Os Estados Unidos negaram, nesta quarta-feira (16/9), o visto ao presidente da Autoridade Palestina, Mahmoud Abbas, para participar da Assembleia-Geral da ONU em Nova York na semana que vem. É o segundo ano seguido em que a sanção o afasta do evento.

O Departamento de Estado americano informou que vai prorrogar as sanções que proíbem vistos a membros da Organização para a Libertação da Palestina (OLP) e autoridades da Autoridade Palestina.
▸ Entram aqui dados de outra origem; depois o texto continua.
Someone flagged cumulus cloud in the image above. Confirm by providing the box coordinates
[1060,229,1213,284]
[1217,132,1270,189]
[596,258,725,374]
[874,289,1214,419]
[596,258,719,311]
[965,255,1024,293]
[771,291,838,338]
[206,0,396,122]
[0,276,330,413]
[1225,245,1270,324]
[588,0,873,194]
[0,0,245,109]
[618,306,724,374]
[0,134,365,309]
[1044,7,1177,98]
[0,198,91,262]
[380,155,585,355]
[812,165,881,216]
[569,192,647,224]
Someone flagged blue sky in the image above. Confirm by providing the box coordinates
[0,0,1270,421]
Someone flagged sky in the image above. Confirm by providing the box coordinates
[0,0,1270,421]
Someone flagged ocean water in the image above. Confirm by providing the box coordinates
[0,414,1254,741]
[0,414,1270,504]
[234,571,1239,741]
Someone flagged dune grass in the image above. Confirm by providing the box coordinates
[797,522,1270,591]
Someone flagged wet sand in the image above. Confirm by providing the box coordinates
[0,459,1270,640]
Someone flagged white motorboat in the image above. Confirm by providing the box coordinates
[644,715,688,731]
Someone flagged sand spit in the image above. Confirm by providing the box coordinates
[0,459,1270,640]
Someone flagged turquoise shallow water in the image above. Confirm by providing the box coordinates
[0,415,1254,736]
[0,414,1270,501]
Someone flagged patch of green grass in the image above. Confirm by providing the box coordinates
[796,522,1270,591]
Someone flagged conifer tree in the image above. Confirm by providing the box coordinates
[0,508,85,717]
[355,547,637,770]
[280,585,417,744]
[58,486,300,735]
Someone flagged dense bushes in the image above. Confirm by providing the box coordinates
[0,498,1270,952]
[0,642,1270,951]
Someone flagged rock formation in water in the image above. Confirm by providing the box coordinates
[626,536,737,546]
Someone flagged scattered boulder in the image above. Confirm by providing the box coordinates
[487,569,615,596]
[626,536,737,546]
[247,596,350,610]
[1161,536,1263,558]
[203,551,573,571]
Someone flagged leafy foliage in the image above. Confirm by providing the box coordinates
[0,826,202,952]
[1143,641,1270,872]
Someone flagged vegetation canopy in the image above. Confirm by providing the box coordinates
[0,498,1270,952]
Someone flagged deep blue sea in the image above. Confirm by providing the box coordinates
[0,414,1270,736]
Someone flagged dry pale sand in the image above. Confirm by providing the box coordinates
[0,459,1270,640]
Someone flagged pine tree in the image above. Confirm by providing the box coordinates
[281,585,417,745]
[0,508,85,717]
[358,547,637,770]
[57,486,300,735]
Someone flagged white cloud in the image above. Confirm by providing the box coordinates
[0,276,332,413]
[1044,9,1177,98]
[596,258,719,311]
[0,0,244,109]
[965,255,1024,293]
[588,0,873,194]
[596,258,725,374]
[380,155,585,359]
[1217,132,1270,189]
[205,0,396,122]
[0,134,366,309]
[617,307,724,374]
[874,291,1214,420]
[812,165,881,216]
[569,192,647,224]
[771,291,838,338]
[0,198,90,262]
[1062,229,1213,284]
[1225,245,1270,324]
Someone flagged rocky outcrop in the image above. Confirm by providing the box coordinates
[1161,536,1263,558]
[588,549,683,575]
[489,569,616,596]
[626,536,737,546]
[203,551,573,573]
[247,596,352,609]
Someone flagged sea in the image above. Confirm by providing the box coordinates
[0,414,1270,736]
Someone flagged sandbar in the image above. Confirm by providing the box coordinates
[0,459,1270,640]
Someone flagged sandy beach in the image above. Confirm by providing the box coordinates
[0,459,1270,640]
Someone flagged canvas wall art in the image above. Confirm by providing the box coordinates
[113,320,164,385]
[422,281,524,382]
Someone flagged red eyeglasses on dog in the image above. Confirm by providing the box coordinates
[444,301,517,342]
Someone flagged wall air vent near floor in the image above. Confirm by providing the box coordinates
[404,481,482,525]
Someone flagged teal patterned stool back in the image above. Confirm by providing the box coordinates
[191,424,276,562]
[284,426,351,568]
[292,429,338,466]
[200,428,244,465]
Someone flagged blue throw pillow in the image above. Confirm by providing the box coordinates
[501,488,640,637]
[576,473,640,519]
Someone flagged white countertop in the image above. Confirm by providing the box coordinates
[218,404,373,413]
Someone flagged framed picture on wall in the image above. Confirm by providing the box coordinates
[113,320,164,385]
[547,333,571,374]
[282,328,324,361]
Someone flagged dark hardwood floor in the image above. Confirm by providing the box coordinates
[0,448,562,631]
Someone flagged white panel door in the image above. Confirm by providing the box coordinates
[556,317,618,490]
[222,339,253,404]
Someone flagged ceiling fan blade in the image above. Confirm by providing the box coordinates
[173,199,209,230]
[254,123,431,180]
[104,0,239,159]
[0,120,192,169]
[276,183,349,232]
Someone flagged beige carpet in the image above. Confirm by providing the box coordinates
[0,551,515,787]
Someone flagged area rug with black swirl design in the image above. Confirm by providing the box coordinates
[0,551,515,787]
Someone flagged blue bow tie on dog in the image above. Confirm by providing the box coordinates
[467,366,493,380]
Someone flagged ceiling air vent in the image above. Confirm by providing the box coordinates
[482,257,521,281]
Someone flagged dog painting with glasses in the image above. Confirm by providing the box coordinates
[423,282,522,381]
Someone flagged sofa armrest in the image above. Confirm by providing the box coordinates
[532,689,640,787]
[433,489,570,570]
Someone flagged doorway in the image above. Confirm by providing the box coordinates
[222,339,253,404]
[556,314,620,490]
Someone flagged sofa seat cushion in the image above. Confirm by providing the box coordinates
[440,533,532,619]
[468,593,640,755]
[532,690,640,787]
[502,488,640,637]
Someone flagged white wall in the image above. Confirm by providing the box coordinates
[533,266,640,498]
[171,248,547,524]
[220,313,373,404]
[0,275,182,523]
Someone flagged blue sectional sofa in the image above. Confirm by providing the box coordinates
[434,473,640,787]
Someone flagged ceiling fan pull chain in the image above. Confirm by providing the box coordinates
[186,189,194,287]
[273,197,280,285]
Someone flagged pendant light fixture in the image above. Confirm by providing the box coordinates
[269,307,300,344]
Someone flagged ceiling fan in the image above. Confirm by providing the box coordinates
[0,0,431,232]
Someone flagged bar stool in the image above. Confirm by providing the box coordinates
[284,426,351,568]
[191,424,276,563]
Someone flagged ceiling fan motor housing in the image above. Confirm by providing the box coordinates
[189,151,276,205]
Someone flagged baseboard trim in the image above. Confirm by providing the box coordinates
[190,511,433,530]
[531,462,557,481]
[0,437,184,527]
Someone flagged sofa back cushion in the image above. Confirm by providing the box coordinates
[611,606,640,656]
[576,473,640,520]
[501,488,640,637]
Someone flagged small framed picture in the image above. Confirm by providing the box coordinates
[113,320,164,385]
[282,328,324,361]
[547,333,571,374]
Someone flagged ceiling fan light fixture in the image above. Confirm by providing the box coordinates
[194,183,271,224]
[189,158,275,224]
Segundo o órgão, a decisão se deve à "incapacidade de realizar as reformas, contrariando os compromissos assumidos com os EUA", e a "atividades persistentes que comprometem as perspectivas de paz".

Washington acusa a Autoridade Palestina de buscar reconhecimento unilateral no lugar de negociações diretas, e de "continuar pagando benefícios a terroristas e glorificando atos de terrorismo" em declarações públicas e livros didáticos.

A base legal citada é a seção 604(a)(1) de uma lei americana de 2002. Em nota, o Departamento de Estado afirmou: "é do nosso interesse nacional impor consequências e responsabilizar a OLP e a AP pela glorificação do terrorismo".

O caso já havia se repetido em 2025. Naquele ano, a ONU aprovou, por resolução, que Abbas discursasse por videoconferência depois que os EUA revogaram os vistos de toda a delegação palestina.

A resolução teve apoio esmagador: 145 votos a favor, contra apenas 5 — dos quais o dos próprios Estados Unidos e o de Israel. Outros 6 países se abstiveram.

O desencontro também aparece nos números do reconhecimento diplomático. Ao fim de uma conferência sobre a solução de dois Estados, copresidida por França e Arábia Saudita em 2025, 142 países-membros da ONU apoiaram o reconhecimento do Estado da Palestina.

O Brasil está entre eles: reconhece o Estado palestino desde 2010. O Itamaraty chegou a saudar publicamente as adesões de França, Bélgica, Andorra, Luxemburgo, Malta e Mônaco à mesma posição, afirmando que o movimento poderia dar "impulso político decisivo" à solução de dois Estados.

O ponto em aberto

Os EUA seguem sozinhos, ao lado de Israel, numa posição que isola Washington da maioria dos países da ONU sobre o reconhecimento da Palestina.

A sanção de visto não impede Abbas de discursar, como mostrou o precedente de 2025: apenas o mantém fisicamente fora do prédio onde a maioria do mundo debate o tema.

O que acontece agora

A Assembleia-Geral da ONU começa na semana que vem em Nova York, com um evento de alto nível sobre a solução de dois Estados já programado por França e Arábia Saudita.

Os palestinos serão representados pelo embaixador junto à ONU e pela missão palestina, não por uma delegação de alto nível.